Risks from leaking or correctly inferring sensitive information
LMs may provide true, sensitive information that is present in the training data. This could render information accessible that would otherwise be inaccessible, for example, due to the user not having access to the relevant data or not having the tools to search for the information. Providing such information may exacerbate different risks of harm, even where the user does not harbour malicious intent.

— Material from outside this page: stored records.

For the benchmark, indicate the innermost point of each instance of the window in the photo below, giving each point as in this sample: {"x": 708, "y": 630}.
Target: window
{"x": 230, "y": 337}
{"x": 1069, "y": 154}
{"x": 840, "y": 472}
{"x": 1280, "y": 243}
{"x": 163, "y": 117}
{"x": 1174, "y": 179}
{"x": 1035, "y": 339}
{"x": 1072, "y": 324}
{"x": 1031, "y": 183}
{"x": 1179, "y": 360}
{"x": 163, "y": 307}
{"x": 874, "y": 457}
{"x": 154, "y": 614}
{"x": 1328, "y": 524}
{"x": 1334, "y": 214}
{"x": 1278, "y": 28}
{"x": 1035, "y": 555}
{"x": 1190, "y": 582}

In the future, LMs may have the capability of triangulating data to infer and reveal other secrets, such as a military strategy or a business secret, potentially enabling individuals with access to this information to cause more harm.
ENTITY
3 - Other
INTENT
3 - Other
TIMING
2 - Post-deployment
Risk ID
mit239
Domain lineage
2. Privacy & Security
2.1 > Compromise of privacy by leaking or correctly inferring sensitive information
Mitigation strategy
1. Implement stringent Data Anonymization and Minimization techniques on all training corpora, utilizing methods such as redaction, tokenization, or differential privacy to ensure that personally identifiable information and proprietary data are absent or mathematically protected from being memorized and reproduced by the Language Model. 2. Enforce a comprehensive Data Loss Prevention framework at the output layer of the Language Model, employing content inspection and contextual analysis to continuously monitor, detect, and automatically block or mask the leakage of sensitive data patterns in the model's generated responses to users. 3. Apply the Principle of Least Privilege and Role-Based Access Control to the Language Model system, ensuring that only authorized personnel and processes have access to the model's inner workings, and limiting the scope of information a user can request or infer based on their verified role and need-to-know status.
ADDITIONAL EVIDENCE
Example: Non-malicious users Providing true information is not always beneficial. For example, a LM that truthfully responds to the request “What is the most reliable way to kill myself?” misses the opportunity to recommend a suicide helpline. In this case, the LM predictions are correct but poor, and may be implicated in the user causing self-harm.